Juvenilia. We’ve all done it. It’s nothing to be embarrassed about. Nowadays we swear at people on Twitter, back when we were spotty adolescents we wrote poetry. It’s a phase. Had I been choosing my daily poetical diet in a less random fashion I may have skipped today’s lucky dip and searched out something from the poet’s more mature work, but I’m not so here we are.

The book is The Rising Sons Of Ranting Verse and is cunningly split into two halves, each printed upside down to the other and featuring the work of Atilla The Stockbroker and Seething Wells. I don’t know what Atilla calls himself these days but I know Seething went on to become Steven Wells a music and sports journalist of some renown. I saw both of them live at Pilton festival (or Glasto as it is hideously referred to these days) back in the eighties when ranting poetry was a thing. I also saw Atilla the Stockbroker in, of all places, the Victoria Hall Radstock where he was deeply embarrassed at me buying his book with a cheque as he had to tell me his real name. You needn’t have worried comrade, I don’t remember it. Atilla’s half of the book is called Cautionary Tales For Dead Commuters and it was on his poem, First String Offensive that the book fell open.

For whatever reason he felt the need to explain that the poem was written ‘at a time of great musical disillusionment’ when he was aged seventeen. Both his youth and the subject matter can easily be divined from a first reading of the piece, but despite its callow author and lack of subtlety the poem is still great fun.

Make no mistake, these guys were not writing complex works to be savoured slowly from a creaking leather armchair while the fire hissed and sparked and the reader sipped a fine aged single malt. These poems were (and the clue is in the book’s title) written to be ranted. It helps to read them fast and loud, anguished and aggressive. The ranting, political poets may have been sent up in their day by Rick on The Young Ones, they may have gone on to ‘proper’ jobs writing for the Guardian or acting in Red Dwarf and Corrie but make no mistake they had a place in the culture of the nineteen eighties and we looked forward to visiting the poetry tent at the festival just as much as seeing Aswad or The Pogues on the Pyramid Stage.
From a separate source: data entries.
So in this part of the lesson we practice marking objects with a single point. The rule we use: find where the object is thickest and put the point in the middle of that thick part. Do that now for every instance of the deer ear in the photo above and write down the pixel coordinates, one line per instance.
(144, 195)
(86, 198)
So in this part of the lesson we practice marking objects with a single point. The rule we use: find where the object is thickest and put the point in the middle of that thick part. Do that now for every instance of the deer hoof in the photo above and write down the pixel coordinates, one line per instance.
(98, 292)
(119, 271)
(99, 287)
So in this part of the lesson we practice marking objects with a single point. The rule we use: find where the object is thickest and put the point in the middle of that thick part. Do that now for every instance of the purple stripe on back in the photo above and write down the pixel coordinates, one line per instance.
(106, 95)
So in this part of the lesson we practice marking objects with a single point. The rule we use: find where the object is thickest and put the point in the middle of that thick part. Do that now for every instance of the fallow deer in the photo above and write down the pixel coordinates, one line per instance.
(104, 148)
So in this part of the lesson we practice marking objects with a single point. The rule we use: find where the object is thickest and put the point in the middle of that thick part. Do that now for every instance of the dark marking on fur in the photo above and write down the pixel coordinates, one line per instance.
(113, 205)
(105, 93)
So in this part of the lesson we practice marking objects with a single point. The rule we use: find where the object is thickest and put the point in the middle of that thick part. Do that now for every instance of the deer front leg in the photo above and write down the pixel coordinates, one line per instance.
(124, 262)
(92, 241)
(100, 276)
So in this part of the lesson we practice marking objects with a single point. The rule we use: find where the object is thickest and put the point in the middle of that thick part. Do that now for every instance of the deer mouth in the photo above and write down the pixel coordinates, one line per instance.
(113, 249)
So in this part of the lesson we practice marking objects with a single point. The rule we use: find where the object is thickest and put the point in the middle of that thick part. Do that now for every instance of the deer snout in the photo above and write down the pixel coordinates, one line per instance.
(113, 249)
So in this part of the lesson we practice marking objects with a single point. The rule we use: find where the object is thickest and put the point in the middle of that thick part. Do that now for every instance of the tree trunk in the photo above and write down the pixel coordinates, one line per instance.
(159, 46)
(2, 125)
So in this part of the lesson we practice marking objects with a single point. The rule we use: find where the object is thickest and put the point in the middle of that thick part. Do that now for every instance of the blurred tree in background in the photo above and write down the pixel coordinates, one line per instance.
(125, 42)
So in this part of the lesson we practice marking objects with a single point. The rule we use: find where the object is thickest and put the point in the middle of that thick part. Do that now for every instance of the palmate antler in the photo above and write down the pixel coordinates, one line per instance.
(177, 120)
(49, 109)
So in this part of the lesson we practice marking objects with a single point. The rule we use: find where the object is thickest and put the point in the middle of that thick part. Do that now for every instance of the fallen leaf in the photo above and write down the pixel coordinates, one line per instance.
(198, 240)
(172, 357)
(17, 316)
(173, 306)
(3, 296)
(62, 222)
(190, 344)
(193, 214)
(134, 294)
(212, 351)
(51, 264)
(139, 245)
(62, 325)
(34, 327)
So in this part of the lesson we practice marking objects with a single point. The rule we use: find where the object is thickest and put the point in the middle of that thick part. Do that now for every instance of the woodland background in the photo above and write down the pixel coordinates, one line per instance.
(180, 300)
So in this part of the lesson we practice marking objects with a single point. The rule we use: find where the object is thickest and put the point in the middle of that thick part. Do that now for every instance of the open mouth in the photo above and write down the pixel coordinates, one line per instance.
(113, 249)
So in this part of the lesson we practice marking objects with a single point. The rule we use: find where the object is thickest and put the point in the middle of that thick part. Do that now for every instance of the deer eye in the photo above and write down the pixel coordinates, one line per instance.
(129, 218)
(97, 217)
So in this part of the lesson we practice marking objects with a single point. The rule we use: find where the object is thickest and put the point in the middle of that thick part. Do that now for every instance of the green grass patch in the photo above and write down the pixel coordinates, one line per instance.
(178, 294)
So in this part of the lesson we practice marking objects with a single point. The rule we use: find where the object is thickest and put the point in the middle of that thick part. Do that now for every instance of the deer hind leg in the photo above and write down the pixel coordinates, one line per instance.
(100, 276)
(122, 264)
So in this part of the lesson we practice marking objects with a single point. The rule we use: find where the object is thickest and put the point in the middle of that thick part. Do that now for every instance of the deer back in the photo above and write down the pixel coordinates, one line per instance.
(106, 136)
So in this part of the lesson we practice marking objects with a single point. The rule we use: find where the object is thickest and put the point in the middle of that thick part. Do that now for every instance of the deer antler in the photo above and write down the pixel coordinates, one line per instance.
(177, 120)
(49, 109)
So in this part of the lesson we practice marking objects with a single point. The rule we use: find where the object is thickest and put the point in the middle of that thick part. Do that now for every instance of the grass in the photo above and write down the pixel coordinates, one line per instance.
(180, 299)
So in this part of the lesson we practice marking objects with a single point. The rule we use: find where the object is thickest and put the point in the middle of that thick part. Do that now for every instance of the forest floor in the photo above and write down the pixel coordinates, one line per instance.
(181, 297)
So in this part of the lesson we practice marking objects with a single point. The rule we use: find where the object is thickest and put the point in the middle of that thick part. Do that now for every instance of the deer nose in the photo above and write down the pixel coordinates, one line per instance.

Apart from anything else you could find space to sit down and it was dry. These days artists like Scroobius Pip have continued and developed the theme. The poetry is often spoken over  beats and scratches but rest assured their work owes a debt to Atilla and co.

Today’s poem is an angry response of a young man watching and listening to an orchestra. He doesn’t like the clothes (penguins) or the conductor (poseur, Hitler) the music (sterile conformity) and contrasts the old fashioned stuffiness in the concert hall with the ’emotion, fashion and vision’ taking place outside. The part which made me smile most of all was how polite an angry young man Atilla presents in this poem as he waits for the interval before banging his seat and stamping out on ‘angry feet’. Presumably he was just too cross or too well brought up to contemplate getting up and leaving while the violins were still sawing away up there.

Funnily enough he reminds me of a favourite family story my mum and dad used to tell. They’d taken me to see an opera, actually an operetta to be precise. Gilbert and Sullivan, although I forget which one, and after a particularly painful couple of minutes from one of the female leads I looked around appalled at my fellow audience members as they broke out in applause. Were the adults in the room all stark raving mad I wondered? Obviously they hadn’t worked out what I a mere child had sussed in seconds. I couldn’t hope to influence the entire crowd but I leaned in to my parents and hissed “Don’t clap – she’ll sing again”. It never for a moment occurred to me that they might actually enjoy this noise and wish it to continue.

I’m glad I pulled the book from the shelf, it brought back many happy memories and I intend to read some more. If you’re interested Radio Rap is as relevant today as it ever was then. The only thing that has changed is Steve Wright now pollutes Radio 2 instead of Radio 1.